Around that time I decided to get serious about publishing a novel. Some find it extremely easy to get published, others (and many of these are good writers) find it impossible. I think my story is about normal. When I sold my book in 2015, many people asked me how I did it, how could they do it, and could I do it for them. I remember having those same questions myself, but I always failed when I flubbed around with friends’ agents. I began to believe that the right agent for me would find me in the “slush pile.”

I already knew that a writer needs an agent, and then the agent finds an editor. But so much had changed since the last time I put my toe in the water. The digital world had taken over. I had much to learn. Approaching people by email is much easier than by snail mail, but because it is easier the numbers, are much higher. Everybody is doing it.

Here’s how I did it:

1. Preparing the manuscript and query letter, ten months:

I reworked my novel with my writers’ group, trusted friends, and an independent editor. I did everything I could to send out my best work.

I learned how to write the wicked query letter.

I used Query Tracker to research and organize my submissions to agents. My independent editor told me to submit to 100 agents before giving up.

2. Submitting to agents, four months:

I began submitting queries to agents in small batches. (Do not send all 100, because you might need to change your approach.) Follow their submission guidelines. Each agent is different. Spell their names correctly.

Fasten your seatbelt for turbulence. Rejection comes in many forms. Some will ignore you. Some will reject with or without comment. More exciting will be those who ask to read more of the novel. But beware: You might still be rejected. You never know exactly where you stand at this stage. Like the fog of war, I call this the fog of submissions.

I had several “plates on sticks” when Elizabeth Copps called me. After speaking with her for a short time, I knew that she was the one: She understood me and my book. All you need, in the end, is one agent who wants to fight for your book.

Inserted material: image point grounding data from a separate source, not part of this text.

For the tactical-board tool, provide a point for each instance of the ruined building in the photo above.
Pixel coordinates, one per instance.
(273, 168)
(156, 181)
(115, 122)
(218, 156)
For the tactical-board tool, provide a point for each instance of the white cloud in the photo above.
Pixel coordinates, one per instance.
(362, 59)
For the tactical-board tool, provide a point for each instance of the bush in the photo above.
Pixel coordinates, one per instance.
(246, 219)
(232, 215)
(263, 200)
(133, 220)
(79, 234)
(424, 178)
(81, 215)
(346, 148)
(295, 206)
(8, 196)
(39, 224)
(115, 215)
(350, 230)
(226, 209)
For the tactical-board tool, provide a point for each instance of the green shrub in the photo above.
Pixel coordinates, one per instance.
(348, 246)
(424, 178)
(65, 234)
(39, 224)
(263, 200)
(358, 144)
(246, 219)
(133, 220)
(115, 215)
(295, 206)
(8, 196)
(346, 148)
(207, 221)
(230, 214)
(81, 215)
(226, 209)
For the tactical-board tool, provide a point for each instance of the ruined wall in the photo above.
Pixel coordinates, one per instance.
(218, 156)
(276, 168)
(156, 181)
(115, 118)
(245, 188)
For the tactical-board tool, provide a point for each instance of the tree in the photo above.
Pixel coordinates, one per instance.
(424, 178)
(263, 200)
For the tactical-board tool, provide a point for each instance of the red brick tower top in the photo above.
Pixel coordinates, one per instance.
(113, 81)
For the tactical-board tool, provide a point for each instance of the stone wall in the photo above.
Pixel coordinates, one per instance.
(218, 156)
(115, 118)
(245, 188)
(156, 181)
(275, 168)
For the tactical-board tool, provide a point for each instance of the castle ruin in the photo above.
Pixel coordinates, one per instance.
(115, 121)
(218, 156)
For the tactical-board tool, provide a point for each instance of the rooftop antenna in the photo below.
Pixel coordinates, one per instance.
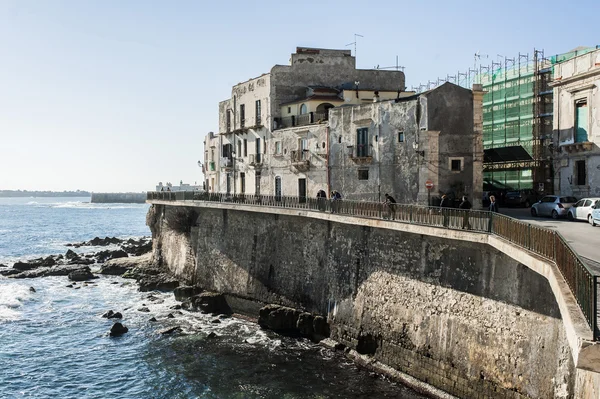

3. Editing with the agent, six months:

I signed and reworked my book with Elizabeth and the team at Maria Carvainis, getting it ready for submission to editors. This took six months, primarily because Elizabeth knew to wait until September when editors return from their summer escapes. Submission began. I got busy with other writing.

4. Submitting to editors, three months:

While Elizabeth worked, I pretended I didn’t care. I got a nibble from Farrar, Straus & Giroux in the first round of submissions.

5. Communicating with Editors, four months:

We began talking with two excellent editors. They didn’t make an offer immediately. After several conversations, my book went “up” to acquisitions without a re-write, but it was rejected. There was a problem with the death penalty. I was willing to make the changes, but I didn’t think it was possible. So I got in bed and put a pillow over my head until I received the most spectacular email from my son, Alex, which you can read here. I made the proposed changes to Ruby Clyde and they bought it.

6. The Call, one minute:

I got the Call. Cue dancing, squealing, hugging, and crying in Nashville.

In New York City, Alex ran to the liquor store and chose the bottles that came closest to Corabel Shofner & Ruby Clyde and headed over to Rockefeller Center to celebrate.

Korbel, Shaffner, Ruby and . . . no Clyde wine available, sorry.

So the question remains, did it take 64 years, 15 years, or 2 years? Does it matter? It is not as if this book is all I did during that time. I was living my life.